Following the success of Climate Week in New York and the approach of this fall’s COP27 conference in Egypt, there is palpable momentum in the public and private sectors in the US around combating climate change. Part of this is undoubtedly attributable to the passage of the historic Inflation Reduction Act (IRA), which will provide billions in tax credits for a range of clean technologies, driving both a figurative and likely a literal shift in the environment.
The venture capital community has an unprecedented opportunity to generate outsized returns through investments in the climate technology space, while also positioning the US as the industrial leader of what is predicted to be a $100 trillion market opportunity over the next 100 years.
Following are five key takeaways from this landmark legislation.
A leg up, not a handout
Those who believe the climate tech industry is dependent on government support to succeed are misguided. The Climate Tech 1.0 companies of the early 2000s that relied too heavily on government subsidies went out of business, leading to a new breed of Climate Tech 2.0 companies built over the past decade that wisely leverage modern technology and proven business models to create clear win-wins for both customers and external stakeholders. These companies may benefit from legislative tailwinds, such as the Inflation Reduction Act, but importantly are not dependent on them.
Transportation is a main ‘driver’ for success
According to Earthjustice.org, the Inflation Reduction Act will provide $3 billion to mitigate air pollution at ports through the installation of zero-emissions equipment and technology. These initiatives will have game-changing implications for electric mobility, hybrid and sustainably fuelled vehicles as well as emissions monitoring technology. For example, even before the IRA was passed, SailPlan signed a contract with Port Fourchon, through which it will become the world’s first port facility with a precise 360-degree view of its emissions.
Moreover, the recent ground-breaking legislation in California and New York banning fossil-fuelled car sales by 2035 will help other states see the benefits of these regulations (eg, cleaner air, quieter neighbourhoods and new US manufacturing jobs).

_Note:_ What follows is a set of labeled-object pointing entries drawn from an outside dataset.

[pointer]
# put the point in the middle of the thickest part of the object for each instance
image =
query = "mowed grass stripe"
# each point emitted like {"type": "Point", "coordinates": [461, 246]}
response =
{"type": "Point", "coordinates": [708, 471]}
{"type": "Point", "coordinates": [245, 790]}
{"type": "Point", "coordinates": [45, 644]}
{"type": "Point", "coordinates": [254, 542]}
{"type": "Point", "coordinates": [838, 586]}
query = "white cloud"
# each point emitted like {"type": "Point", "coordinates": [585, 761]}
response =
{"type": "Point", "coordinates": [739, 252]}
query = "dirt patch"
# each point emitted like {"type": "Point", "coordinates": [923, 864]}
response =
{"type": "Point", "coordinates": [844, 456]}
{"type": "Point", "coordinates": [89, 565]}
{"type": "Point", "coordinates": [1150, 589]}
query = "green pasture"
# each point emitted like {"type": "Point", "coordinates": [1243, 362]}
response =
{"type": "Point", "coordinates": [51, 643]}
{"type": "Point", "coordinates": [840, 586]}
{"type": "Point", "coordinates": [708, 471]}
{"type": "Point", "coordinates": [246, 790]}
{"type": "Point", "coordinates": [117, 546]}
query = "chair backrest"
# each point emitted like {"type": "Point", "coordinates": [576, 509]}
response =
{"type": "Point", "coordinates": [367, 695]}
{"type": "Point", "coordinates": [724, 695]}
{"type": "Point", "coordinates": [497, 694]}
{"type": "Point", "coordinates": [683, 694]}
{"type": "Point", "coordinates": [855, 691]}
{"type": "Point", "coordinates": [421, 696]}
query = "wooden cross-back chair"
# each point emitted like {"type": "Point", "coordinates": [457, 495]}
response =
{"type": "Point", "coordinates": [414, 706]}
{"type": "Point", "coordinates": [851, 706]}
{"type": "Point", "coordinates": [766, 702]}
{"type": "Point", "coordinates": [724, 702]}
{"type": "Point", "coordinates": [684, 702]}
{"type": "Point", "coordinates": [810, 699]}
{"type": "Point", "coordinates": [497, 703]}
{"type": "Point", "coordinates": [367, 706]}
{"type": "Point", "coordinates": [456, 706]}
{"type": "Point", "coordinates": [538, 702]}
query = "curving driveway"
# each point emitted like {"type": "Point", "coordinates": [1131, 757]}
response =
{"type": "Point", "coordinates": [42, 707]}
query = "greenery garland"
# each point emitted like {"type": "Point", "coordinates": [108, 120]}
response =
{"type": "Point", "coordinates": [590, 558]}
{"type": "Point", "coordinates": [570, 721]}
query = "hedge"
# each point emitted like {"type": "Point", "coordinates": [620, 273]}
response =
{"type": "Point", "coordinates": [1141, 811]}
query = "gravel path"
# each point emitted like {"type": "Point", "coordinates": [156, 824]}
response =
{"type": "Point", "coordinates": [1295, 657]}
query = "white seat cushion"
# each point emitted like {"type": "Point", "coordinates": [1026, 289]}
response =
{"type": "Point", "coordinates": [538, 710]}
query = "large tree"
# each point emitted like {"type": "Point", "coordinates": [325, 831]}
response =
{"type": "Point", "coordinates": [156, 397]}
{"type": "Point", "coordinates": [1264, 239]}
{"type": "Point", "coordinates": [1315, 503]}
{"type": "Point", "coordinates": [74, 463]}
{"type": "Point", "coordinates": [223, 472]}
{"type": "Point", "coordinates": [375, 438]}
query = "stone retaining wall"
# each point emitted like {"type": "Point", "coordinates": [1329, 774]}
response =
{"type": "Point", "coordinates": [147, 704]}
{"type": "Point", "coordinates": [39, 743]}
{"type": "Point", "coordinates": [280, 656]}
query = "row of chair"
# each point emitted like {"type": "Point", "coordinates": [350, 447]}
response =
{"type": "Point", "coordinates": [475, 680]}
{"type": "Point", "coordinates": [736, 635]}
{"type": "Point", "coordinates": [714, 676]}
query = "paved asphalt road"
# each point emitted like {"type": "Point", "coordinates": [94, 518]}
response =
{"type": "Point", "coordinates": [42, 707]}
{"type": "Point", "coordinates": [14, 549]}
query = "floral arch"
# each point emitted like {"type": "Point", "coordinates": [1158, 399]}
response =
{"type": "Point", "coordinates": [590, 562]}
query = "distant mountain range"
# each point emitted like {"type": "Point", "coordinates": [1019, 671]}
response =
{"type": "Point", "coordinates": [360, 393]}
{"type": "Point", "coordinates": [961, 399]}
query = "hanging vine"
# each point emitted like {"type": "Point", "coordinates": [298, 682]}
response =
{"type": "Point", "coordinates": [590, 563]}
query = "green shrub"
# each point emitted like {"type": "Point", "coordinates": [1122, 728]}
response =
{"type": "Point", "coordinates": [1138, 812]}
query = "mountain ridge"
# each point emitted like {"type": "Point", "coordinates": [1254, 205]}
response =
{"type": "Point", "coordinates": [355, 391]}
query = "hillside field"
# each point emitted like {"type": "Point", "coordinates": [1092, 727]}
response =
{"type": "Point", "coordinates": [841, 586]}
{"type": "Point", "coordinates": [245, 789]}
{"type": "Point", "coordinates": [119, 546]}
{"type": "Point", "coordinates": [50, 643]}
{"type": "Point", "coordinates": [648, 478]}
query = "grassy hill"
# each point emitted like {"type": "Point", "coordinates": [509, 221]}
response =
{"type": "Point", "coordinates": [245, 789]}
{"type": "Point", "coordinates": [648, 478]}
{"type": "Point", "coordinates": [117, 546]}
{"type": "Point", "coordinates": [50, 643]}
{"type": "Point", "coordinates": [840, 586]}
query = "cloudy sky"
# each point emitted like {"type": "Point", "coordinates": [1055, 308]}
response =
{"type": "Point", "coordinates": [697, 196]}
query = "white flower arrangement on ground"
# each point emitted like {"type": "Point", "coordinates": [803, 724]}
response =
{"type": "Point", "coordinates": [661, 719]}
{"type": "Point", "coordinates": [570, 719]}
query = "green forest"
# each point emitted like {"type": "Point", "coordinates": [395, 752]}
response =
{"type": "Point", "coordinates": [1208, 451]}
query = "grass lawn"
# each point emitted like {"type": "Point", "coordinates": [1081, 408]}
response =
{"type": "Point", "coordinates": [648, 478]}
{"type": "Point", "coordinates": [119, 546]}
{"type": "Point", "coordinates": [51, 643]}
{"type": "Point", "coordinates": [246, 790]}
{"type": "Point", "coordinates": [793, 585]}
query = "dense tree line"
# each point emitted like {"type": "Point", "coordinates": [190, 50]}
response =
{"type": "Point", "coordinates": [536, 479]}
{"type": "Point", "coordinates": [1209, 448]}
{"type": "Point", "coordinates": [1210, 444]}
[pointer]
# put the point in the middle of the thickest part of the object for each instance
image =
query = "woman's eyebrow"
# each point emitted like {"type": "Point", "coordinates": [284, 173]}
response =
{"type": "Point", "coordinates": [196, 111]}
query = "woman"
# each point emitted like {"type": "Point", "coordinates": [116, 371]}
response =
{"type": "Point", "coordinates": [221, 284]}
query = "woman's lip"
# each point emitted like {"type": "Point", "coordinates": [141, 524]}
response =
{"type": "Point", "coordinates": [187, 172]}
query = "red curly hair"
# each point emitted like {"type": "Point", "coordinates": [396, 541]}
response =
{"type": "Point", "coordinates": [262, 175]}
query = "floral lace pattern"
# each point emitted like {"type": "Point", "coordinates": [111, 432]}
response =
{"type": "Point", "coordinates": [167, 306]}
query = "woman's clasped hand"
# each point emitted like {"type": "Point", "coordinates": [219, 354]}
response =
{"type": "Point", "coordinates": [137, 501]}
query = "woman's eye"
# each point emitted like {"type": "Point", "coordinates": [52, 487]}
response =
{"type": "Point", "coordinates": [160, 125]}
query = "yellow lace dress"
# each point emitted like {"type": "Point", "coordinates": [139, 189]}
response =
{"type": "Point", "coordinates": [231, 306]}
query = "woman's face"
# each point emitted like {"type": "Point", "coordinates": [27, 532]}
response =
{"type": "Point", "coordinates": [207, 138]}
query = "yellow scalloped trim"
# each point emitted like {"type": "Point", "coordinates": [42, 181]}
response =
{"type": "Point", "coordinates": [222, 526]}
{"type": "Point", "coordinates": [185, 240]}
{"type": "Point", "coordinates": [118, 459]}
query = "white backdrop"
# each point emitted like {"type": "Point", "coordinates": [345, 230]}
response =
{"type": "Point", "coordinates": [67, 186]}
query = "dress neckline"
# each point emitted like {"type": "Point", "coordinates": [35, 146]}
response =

Several companies are already racing ahead to provide the best clean mobility solutions, whether by land (GM, Mercedes-Benz and Toyota have all pledged to go fully electric), by air (Lilium, Joby and Beta are building the new electric aviation industry), or by sea (GM invests in Pure Watercraft).
The most vulnerable are not forgotten
The IRA, which clearly recognises the link between climate technology and inclusive capitalism, will have a significant impact on our most vulnerable minority and low-income communities. The fact that people of colour and those living at the lowest economic levels continue to face the highest risk can no longer be ignored.
With the Act prioritising more than 50 percent of its investments for disadvantaged communities, these challenges will begin to be addressed through the deployment of zero-emission technologies such as heat pumps, community solar and EV charging.
Venture capital has a key role to play
The IRA will result in the launch of hundreds of new climate tech start-ups that otherwise would not have existed, with some estimates predicting an increase of 5-10x. These companies will gain access to sizable low-interest government loans, much like those that helped Tesla evolve into the massive company it is today. This debt will provide critical leverage for venture capital investors while substantially decreasing balance sheet risk for their portfolio companies. Moreover, the overall benefits to the supply chain will lower the cost of inputs (including energy, materials and manufactured components) for many of these companies, thus increasing margins and working capital.
Experienced climate tech venture investors who know how to navigate government incentives and regulations will benefit disproportionally. Newer venture investors seeking to “jump on the climate tech bandwagon” will risk making the same mistakes we saw during Climate Tech 1.0.
The investment opportunity of a lifetime
Foundational technology advancements have accumulated across a wide range of industries, thereby unlocking new applications in climate tech never before possible. For example, we’ve seen incredible breakthroughs in performance-cost metrics across AI-based control algorithms, energy storage, next-gen computation, robotics and automation, 5G communication and advanced sensor technology, providing massive investment opportunities for founders and investors who understand how these technologies can be uniquely configured to create extraordinary value for customers. The Inflation Reduction Act will only accelerate these powerful market forces already underway.
Despite misinformation around the IRA or the disappointing concessions necessary to ensure passage – and considering the innumerable and immeasurable benefits to the climate tech industry, to our economy and to the average American – the benefits of this historic legislation will far outweigh the bumps we may experience along the way.
Joe Blair, co-founder and general partner of Bay Bridge Ventures.